Aberrant methylation as a main mechanism of TSGs silencing in PTC
Karolina Czarnecka1, Dorota Pastuszak-Lewandoska1, Monika Migdalska-Sek1, Ewa Nawrot1, Jan Brzezinski2, Marek Dedecjus2, Lech Pomorski3, Ewa Brzezianska1
1
Department of Molecular Bases of Medicine, Medical University of Lodz, Pomorska St. 251, 92-213 Lodz, Poland, 2Department of General, Oncological and Endocrine Surgery, Medical University of Lodz, Polish Mother's Memorial Hospital - Research Institute, Rzgowska St. 281/289, 93-338 Lodz, Poland, 3Department of General and Oncological Surgery, Medical University of Lodz, Parzeczewska St. 35, 95-100 Zgierz, Poland
TABLE OF CONTENTS
- 1. Abstract
- 2. Introduction
- 3. Materials and methods
- 3.1. Thyroid tissue samples
- 3.2. Isolation of total RNA and genomic DNA
- 3.3. Reverse transcription reaction
- 3.4. Gene expression analysis: TaqMan real-time PCR assay
- 3.5. Promoter methylation analysis
- 3.5.1. Sodium bisulfite modification of DNA
- 3.5.2. MSP primers and methylation-specific PCR
- 3.5.3. BSP primers and bisulfite-specific PCR
- 3.5.4. Direct sequencing
- 3.6. Loss of heterozygosity and microsatellite instability analysis
- 3.6.1. Polymerase chain reaction with microsatellite markers
- 3.6.2. Analysis of microsatellite loci
- 3.7. Statistical analysis
- 4. Results
- 4.1. Results of relative expression analysis of the studied genes
- 4.1.1. Results of relative gene expression analysis in PTC and NG groups
- 4.1.2. Statistical analysis of gene expression
- 4.1.2.1. Comparison of RQ levels between PTC and NG groups
- 4.1.2.2. Comparison of RQ levels in PTC group
- 4.1.2.3. Comparison of RQ levels between IR and NIR genes in PTC and NG groups
- 4.2. Results of methylation status analysis of the studied genes
- 4.2.1. Gene methylation status in PTC and NG groups
- 4.2.2. Sequencing analysis of ARHI and CDH1 in PTC group
- 4.2.3. Statistical analysis of promoter methylation status
- 4.2.3.1. Comparison of MI values between PTC and NG groups
- 4.2.3.2. Comparison of MI values between IR and NIR genes in PTC and NG groups
- 4.2.3.3. Relationship between RQ and MI values in PTC and NG groups
- 4.3. Results of LOH/MSI analysis
- 4.3.1. Results of LOH/MSI analysis in PTC and NG groups
- 4.3.2. Statistical analysis of LOH/MSI frequency
- 4.3.2.1. Comparison of FAL index values in PTC group
- 4.3.2.2. Relationship between FAL index and RQ values in PTC group
- 4.3.2.3. Relationship between FAL index values and LOH/MSI frequency in PTC group
- 5. Discussion
- 6. Acknowledgements
- 7. References
1. ABSTRACT
In the present study the role of tumour suppressor genes (TSGs) hypermethylation and genetic instability of LOH/MSI type in thyroid tumorigenesis was assessed.
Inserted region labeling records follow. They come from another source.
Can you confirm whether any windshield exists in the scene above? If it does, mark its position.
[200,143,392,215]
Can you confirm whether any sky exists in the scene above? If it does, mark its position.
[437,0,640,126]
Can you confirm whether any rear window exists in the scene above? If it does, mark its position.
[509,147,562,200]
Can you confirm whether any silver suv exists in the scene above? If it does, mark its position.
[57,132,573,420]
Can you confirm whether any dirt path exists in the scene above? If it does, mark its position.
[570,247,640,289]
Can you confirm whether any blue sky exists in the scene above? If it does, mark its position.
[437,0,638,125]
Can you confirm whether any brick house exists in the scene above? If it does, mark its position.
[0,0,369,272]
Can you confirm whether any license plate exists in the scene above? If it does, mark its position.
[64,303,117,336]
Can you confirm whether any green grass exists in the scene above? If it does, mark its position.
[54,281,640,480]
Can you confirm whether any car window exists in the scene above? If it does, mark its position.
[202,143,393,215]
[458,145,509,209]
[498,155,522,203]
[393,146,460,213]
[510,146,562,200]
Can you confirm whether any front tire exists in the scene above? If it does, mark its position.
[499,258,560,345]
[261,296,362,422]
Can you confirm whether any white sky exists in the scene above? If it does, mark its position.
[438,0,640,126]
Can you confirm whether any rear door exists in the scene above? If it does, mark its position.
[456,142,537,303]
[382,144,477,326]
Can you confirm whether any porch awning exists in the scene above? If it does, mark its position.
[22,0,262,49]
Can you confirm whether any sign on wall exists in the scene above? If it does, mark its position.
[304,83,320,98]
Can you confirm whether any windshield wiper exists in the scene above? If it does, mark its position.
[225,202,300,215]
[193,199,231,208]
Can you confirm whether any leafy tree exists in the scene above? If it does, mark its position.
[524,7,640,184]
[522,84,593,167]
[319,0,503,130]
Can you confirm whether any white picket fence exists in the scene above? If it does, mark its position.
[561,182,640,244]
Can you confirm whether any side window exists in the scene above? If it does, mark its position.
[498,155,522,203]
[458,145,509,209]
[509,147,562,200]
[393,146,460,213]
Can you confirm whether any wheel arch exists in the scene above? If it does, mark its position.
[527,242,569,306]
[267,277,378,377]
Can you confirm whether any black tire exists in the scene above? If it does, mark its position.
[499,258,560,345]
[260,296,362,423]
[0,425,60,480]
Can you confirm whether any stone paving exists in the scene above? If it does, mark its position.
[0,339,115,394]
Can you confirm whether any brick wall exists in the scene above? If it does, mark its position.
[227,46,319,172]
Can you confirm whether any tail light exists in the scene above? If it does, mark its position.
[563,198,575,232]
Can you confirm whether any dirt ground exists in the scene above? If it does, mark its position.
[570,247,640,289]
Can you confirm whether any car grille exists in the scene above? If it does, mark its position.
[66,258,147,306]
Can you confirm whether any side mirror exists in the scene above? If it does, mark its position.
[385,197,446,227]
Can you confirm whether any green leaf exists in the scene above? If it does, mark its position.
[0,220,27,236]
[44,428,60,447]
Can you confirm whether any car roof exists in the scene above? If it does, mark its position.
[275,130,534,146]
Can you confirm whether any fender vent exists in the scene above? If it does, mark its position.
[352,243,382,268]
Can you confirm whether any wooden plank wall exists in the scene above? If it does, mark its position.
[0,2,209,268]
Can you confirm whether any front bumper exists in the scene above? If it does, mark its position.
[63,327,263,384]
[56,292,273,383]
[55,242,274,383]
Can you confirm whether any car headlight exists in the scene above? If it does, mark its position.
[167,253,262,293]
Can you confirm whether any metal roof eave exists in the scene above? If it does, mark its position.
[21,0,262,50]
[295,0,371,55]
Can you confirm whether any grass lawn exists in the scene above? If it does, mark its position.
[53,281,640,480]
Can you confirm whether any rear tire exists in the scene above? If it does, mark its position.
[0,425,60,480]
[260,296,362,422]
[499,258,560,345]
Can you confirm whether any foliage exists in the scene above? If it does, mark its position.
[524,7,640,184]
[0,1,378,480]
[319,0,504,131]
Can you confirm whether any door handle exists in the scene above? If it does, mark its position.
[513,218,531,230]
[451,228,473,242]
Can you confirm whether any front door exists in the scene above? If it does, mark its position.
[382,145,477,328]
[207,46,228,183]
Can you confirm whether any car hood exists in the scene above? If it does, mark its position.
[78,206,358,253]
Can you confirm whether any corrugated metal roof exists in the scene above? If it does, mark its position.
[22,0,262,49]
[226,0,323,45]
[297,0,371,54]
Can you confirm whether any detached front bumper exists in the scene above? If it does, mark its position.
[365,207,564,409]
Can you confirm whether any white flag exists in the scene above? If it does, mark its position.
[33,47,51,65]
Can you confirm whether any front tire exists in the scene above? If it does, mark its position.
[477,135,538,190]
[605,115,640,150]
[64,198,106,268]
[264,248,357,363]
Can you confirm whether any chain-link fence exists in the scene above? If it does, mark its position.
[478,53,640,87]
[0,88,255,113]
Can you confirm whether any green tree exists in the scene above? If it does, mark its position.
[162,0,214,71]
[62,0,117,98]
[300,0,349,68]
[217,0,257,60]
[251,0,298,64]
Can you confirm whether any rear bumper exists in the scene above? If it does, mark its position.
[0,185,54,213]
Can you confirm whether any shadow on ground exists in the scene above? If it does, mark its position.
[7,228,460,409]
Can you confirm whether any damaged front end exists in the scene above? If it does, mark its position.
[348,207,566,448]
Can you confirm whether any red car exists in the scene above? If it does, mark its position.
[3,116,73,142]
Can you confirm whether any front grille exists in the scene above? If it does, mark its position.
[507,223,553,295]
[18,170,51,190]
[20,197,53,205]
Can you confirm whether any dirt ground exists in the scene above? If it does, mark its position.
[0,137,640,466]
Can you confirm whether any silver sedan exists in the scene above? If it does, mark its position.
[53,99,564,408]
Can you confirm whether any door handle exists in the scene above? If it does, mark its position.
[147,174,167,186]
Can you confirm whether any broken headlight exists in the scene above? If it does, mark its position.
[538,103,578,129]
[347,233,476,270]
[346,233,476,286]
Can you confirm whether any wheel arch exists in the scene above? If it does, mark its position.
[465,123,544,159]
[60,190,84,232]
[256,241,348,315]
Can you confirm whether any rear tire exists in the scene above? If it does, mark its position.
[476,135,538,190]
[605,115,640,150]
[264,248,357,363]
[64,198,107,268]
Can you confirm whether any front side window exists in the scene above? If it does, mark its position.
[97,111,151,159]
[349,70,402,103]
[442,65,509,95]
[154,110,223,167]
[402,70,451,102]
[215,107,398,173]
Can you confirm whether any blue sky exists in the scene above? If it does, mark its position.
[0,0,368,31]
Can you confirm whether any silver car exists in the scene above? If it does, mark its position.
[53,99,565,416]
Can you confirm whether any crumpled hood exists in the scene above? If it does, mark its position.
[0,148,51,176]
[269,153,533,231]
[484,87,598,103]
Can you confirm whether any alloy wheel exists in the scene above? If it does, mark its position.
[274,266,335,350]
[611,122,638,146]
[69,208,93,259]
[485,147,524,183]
Expression, methylation status and presence of LOH/MSI were analyzed for 8 TSGs selected from imprinted (IR) and non-imprinted (NIR) chromosomal regions in papillary thyroid carcinomas (PTCs) and nodular goitres (NGs). The results show that methylation-induced gene silencing occurs at an early step of thyroid carcinogenesis and involves multiple genes. Genetic changes of LOH/MSI type are less frequent. In PTC samples, the lack of significant differences in the frequency of LOH in IR and NIR suggests that it is not a key mechanism changing the pattern of gene expression. Co-methylation observed both in NG and PTC raises a possibility that, in thyroid tissue, methylation-induced silencing may occur not only in malignant transformation but also in functional context. We did not recognize any of the studied TSGs - in regard to aberrant methylation status or LOH/MSI frequency - as a selective molecular marker in thyroid tumorigenesis.